つい先日、映画を観にシネ・リーブル梅田に行くと、
これから公開になるホラー映画やスリラー映画のチラシが沢山置いてあり、
ホラー好きのボクはワクワクしました。
しかし、今週末はダニエル・クレイグ主演の『ドリームハウス』、
来週末はダニエル・ラドクリフ主演の『ウーマン・イン・ブラック』と、
話題のホラー大作が公開になり、もちろん観るつもりですが、
なんだかハロウィンが終わってから急にホラー映画の公開が増えたような…。
どうせならハロウィン前に公開した方が、季節感があっていい気がします。
年末は陰鬱なホラーよりも、もっとキラキラした作品が観たいです。

ということで、今日はシネ・リーブル梅田で観たホラー映画の感想です。

アパートメント:143
Emergo.jpg

2012年11月3日日本公開。
『[リミット]』のロドリゴ・コルテスが製作と脚本を務めたホラー。

妻の死を契機に怪現象に悩まされるようになり、子どもたちを連れて引っ越すことにしたアラン(カイ・レノックス)。

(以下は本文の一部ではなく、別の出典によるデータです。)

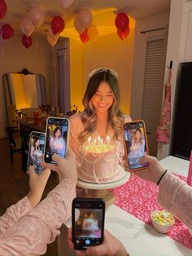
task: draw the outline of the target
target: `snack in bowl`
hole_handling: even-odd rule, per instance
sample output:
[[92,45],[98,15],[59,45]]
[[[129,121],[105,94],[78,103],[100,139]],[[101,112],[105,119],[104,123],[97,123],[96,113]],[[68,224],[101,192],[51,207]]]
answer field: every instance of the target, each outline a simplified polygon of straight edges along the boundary
[[154,228],[163,234],[168,233],[175,223],[173,215],[164,210],[154,211],[151,220]]

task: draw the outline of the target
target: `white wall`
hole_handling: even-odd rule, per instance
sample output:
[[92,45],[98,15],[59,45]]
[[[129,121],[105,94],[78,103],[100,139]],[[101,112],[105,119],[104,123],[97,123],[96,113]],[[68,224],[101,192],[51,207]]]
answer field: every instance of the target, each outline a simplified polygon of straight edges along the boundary
[[132,119],[136,120],[142,117],[146,35],[147,37],[149,37],[159,35],[162,33],[164,33],[164,29],[150,32],[147,33],[147,34],[141,33],[141,31],[168,27],[168,20],[169,11],[164,11],[136,20],[131,89],[130,115]]
[[50,101],[50,46],[44,38],[33,37],[33,46],[26,49],[21,43],[20,36],[15,35],[6,40],[4,46],[0,45],[0,138],[6,135],[7,125],[6,101],[2,76],[6,73],[18,73],[28,68],[34,73],[41,73],[46,77],[47,98]]
[[[172,60],[172,117],[174,114],[174,96],[178,65],[183,61],[192,61],[192,3],[185,0],[172,0],[168,29],[166,66]],[[164,82],[168,77],[165,70]],[[171,127],[171,130],[172,130]],[[172,135],[172,134],[171,134]],[[170,139],[171,141],[171,139]],[[158,150],[158,158],[162,159],[169,155],[170,144],[163,145]]]

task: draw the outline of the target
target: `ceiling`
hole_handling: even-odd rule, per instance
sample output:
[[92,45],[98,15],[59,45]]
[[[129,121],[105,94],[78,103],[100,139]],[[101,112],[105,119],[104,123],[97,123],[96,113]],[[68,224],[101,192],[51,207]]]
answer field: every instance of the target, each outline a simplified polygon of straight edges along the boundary
[[[98,29],[99,34],[116,31],[114,24],[115,14],[118,11],[126,12],[133,19],[140,19],[170,8],[171,0],[74,0],[67,9],[63,9],[59,0],[5,0],[7,12],[1,23],[9,23],[15,33],[21,33],[20,22],[28,15],[30,7],[39,6],[44,11],[45,22],[36,29],[36,33],[46,33],[51,19],[60,15],[65,20],[63,36],[79,37],[74,29],[75,14],[81,9],[89,9],[93,14],[93,24]],[[130,19],[130,27],[132,26]],[[134,21],[133,21],[134,24]],[[105,32],[104,32],[105,31]]]

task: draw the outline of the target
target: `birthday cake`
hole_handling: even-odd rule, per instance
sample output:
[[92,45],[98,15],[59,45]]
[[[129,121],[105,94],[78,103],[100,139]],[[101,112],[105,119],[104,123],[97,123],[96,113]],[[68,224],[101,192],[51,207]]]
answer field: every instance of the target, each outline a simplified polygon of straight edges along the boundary
[[78,178],[96,183],[120,179],[122,167],[119,165],[118,155],[115,143],[103,141],[97,143],[94,141],[94,143],[84,144],[81,147],[81,163],[78,169]]

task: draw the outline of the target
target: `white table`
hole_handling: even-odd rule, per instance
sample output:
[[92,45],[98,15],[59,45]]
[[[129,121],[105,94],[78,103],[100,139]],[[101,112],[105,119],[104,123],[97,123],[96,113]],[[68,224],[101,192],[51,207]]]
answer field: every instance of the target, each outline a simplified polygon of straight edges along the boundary
[[[186,176],[189,161],[174,157],[160,161],[162,166],[177,174]],[[63,225],[59,238],[59,255],[75,255],[68,250],[68,227]],[[105,228],[117,237],[131,256],[191,256],[192,249],[186,248],[166,235],[158,233],[152,227],[140,221],[120,208],[111,205],[106,213]]]

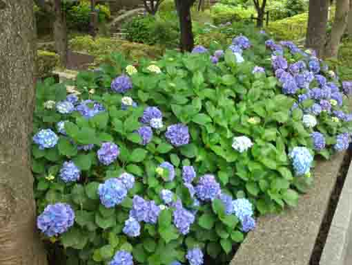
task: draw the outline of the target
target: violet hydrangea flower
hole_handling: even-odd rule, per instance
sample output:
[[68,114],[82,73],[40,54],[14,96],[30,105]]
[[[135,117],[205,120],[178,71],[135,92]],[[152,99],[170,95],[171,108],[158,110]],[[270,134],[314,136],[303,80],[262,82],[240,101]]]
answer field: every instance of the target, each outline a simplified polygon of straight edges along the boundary
[[213,201],[221,193],[220,185],[213,175],[206,174],[201,176],[195,187],[195,192],[201,201]]
[[107,208],[111,208],[124,201],[127,195],[127,190],[121,180],[113,178],[99,184],[98,194],[101,204]]
[[111,89],[121,94],[132,89],[130,78],[125,75],[120,75],[111,82]]
[[62,234],[73,226],[75,212],[66,203],[50,204],[37,219],[37,226],[48,237]]
[[101,147],[98,150],[99,161],[106,165],[114,162],[120,154],[119,147],[113,143],[103,143]]
[[78,181],[80,174],[81,170],[72,161],[64,162],[60,170],[60,178],[66,183]]
[[170,125],[165,133],[165,137],[174,146],[187,145],[190,139],[188,127],[182,123]]
[[58,140],[59,137],[50,129],[42,129],[33,136],[33,142],[41,150],[54,147]]

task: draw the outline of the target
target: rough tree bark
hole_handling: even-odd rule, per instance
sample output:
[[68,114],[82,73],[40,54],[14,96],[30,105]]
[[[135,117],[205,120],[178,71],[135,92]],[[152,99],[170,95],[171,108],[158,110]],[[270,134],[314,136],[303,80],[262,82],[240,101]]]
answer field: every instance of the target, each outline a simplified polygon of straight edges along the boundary
[[190,8],[195,0],[176,0],[181,28],[181,51],[191,51],[194,47]]
[[35,99],[32,0],[0,0],[0,264],[47,264],[35,226],[29,136]]
[[324,53],[326,42],[326,24],[330,0],[310,0],[306,47],[317,52],[319,56]]
[[324,57],[336,58],[339,51],[340,42],[347,26],[349,10],[349,0],[337,0],[335,19],[331,34],[326,42]]
[[257,10],[257,27],[262,28],[264,26],[264,19],[265,16],[265,7],[266,6],[266,0],[263,0],[262,6],[260,5],[260,0],[253,0],[254,6]]

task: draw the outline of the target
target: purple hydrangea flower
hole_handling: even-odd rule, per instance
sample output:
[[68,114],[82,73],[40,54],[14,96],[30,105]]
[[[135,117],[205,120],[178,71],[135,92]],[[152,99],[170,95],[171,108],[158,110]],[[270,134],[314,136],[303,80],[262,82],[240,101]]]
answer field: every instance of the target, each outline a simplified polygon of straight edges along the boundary
[[203,253],[199,248],[188,250],[186,255],[190,265],[202,265],[204,262],[203,257]]
[[141,226],[133,217],[125,221],[125,226],[122,232],[130,237],[136,237],[141,235]]
[[346,95],[352,94],[352,81],[342,82],[342,91]]
[[272,56],[271,65],[274,70],[287,69],[288,67],[287,61],[281,55]]
[[126,93],[132,89],[132,82],[129,77],[125,75],[120,75],[111,82],[111,89],[119,93]]
[[60,101],[56,104],[57,112],[61,114],[68,114],[75,110],[75,106],[70,101]]
[[242,222],[242,230],[244,232],[248,232],[255,228],[255,220],[251,216],[244,217]]
[[107,208],[120,204],[127,196],[127,190],[121,180],[113,178],[99,184],[98,194],[100,201]]
[[99,161],[106,165],[109,165],[114,162],[119,154],[120,150],[117,145],[108,142],[104,143],[97,152]]
[[173,211],[173,223],[179,232],[187,235],[190,228],[195,219],[195,216],[190,211],[182,208],[176,208]]
[[133,257],[126,251],[118,251],[108,265],[133,265]]
[[192,53],[208,53],[208,49],[202,45],[196,46],[192,50]]
[[124,185],[126,189],[127,190],[130,190],[133,188],[135,185],[135,176],[129,173],[122,173],[119,176],[119,179],[122,182],[122,184]]
[[225,206],[225,213],[227,215],[233,214],[234,213],[234,208],[233,204],[232,197],[224,193],[222,193],[219,196],[219,199],[222,200]]
[[191,165],[185,165],[182,167],[182,179],[186,183],[190,183],[196,176],[195,169]]
[[76,110],[79,111],[84,118],[89,119],[95,115],[104,111],[105,108],[99,103],[93,100],[87,100],[81,102],[76,107]]
[[182,123],[168,127],[165,136],[174,146],[179,147],[189,143],[188,127]]
[[320,151],[325,148],[325,138],[322,134],[318,131],[313,131],[311,134],[311,137],[315,150]]
[[244,36],[241,35],[236,37],[232,40],[232,43],[233,44],[239,46],[244,50],[251,48],[251,42],[249,42],[249,39]]
[[50,129],[42,129],[33,136],[33,142],[41,150],[54,147],[58,140],[59,137]]
[[78,102],[78,97],[75,94],[69,94],[66,96],[66,101],[68,101],[75,105]]
[[149,125],[152,119],[162,119],[162,111],[156,107],[147,107],[143,112],[141,122],[145,125]]
[[197,197],[204,201],[213,201],[221,193],[220,185],[213,175],[202,176],[195,187]]
[[159,167],[168,170],[168,181],[173,181],[175,179],[175,167],[173,164],[168,162],[163,162]]
[[64,162],[60,170],[60,178],[66,183],[78,181],[80,174],[81,170],[72,161]]
[[75,212],[66,203],[50,204],[37,219],[37,226],[48,237],[62,234],[73,226]]
[[141,138],[141,144],[143,145],[146,145],[153,138],[153,130],[152,128],[149,126],[143,126],[138,129],[138,134]]
[[341,152],[349,148],[350,137],[348,133],[340,134],[336,136],[336,144],[333,146],[336,151]]

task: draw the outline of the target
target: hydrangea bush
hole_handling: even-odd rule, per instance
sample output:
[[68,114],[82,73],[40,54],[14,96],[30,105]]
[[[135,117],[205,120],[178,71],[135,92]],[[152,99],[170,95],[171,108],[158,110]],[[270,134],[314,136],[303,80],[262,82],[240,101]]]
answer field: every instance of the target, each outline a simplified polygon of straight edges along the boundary
[[349,146],[352,85],[311,51],[257,38],[136,66],[113,55],[70,86],[39,84],[43,238],[87,265],[201,265],[231,258],[256,216],[295,206],[314,156]]

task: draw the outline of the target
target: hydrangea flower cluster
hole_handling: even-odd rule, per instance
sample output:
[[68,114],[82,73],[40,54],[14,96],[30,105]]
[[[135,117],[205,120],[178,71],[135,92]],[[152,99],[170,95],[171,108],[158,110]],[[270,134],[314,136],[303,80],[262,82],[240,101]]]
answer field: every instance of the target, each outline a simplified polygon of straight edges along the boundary
[[101,204],[107,208],[111,208],[124,201],[127,195],[127,189],[120,179],[113,178],[99,184],[98,194]]
[[111,82],[111,89],[117,93],[123,94],[132,89],[132,82],[127,75],[120,75],[114,79]]
[[195,193],[201,201],[213,201],[221,193],[220,185],[213,175],[206,174],[200,177],[195,187]]
[[176,147],[187,145],[190,139],[188,127],[182,123],[170,125],[165,133],[165,137]]
[[238,151],[239,153],[243,153],[247,151],[253,145],[253,143],[247,136],[239,136],[233,138],[232,147]]
[[42,129],[33,136],[33,141],[41,150],[54,147],[58,140],[59,137],[50,129]]
[[101,147],[98,150],[99,161],[106,165],[109,165],[113,163],[120,153],[120,150],[117,145],[113,143],[104,143]]
[[303,147],[295,147],[289,154],[293,162],[293,170],[297,176],[309,172],[313,160],[309,150]]
[[50,204],[37,217],[38,228],[48,237],[54,237],[68,230],[75,221],[75,212],[66,203]]
[[72,161],[64,162],[60,170],[60,178],[63,182],[75,182],[79,179],[81,170]]

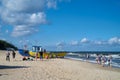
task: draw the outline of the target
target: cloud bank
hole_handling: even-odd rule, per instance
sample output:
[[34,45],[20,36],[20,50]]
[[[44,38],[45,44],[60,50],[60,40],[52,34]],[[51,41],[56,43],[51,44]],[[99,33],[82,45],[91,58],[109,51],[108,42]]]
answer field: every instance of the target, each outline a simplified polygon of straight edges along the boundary
[[47,24],[45,10],[62,1],[69,0],[0,0],[0,20],[13,26],[12,36],[30,35]]

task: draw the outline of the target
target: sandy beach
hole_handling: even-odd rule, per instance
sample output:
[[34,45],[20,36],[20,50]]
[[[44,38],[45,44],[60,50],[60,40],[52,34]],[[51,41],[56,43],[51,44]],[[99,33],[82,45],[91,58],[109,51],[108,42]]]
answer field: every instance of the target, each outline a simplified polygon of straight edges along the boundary
[[5,60],[0,51],[0,80],[120,80],[120,69],[101,67],[97,64],[69,59],[44,59],[22,61]]

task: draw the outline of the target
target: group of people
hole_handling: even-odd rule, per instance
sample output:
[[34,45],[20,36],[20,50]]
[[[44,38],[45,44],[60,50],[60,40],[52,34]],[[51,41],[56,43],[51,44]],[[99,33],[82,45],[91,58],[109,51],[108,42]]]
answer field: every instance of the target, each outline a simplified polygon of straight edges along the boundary
[[46,52],[46,50],[40,48],[40,50],[38,49],[36,54],[35,54],[35,59],[37,60],[38,59],[38,55],[40,56],[40,60],[43,60],[43,54]]
[[[8,50],[7,53],[6,53],[6,61],[10,61],[10,51]],[[15,59],[15,56],[16,56],[16,53],[14,50],[12,50],[12,57],[13,59]]]
[[97,61],[97,64],[100,64],[103,67],[105,66],[105,64],[107,64],[107,66],[111,67],[112,56],[109,55],[108,57],[106,57],[105,55],[97,55],[96,61]]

だが、新居となったアパートでも怪現象に見舞われて不安に駆られた彼は、精神科医ヘルザー(マイケル・オキーフ)が率いる超心理学科学者チームに調査を依頼する。各部屋にカメラを設置して調べを進める彼を待ち受けていたかのように、応答なしに呼び出し音が鳴り続ける電話、ラップ音、室温の低下といった不可解な現象が連続する。やがて、アランの娘に恐ろしい異変が起き始め……。(シネマトゥデイより)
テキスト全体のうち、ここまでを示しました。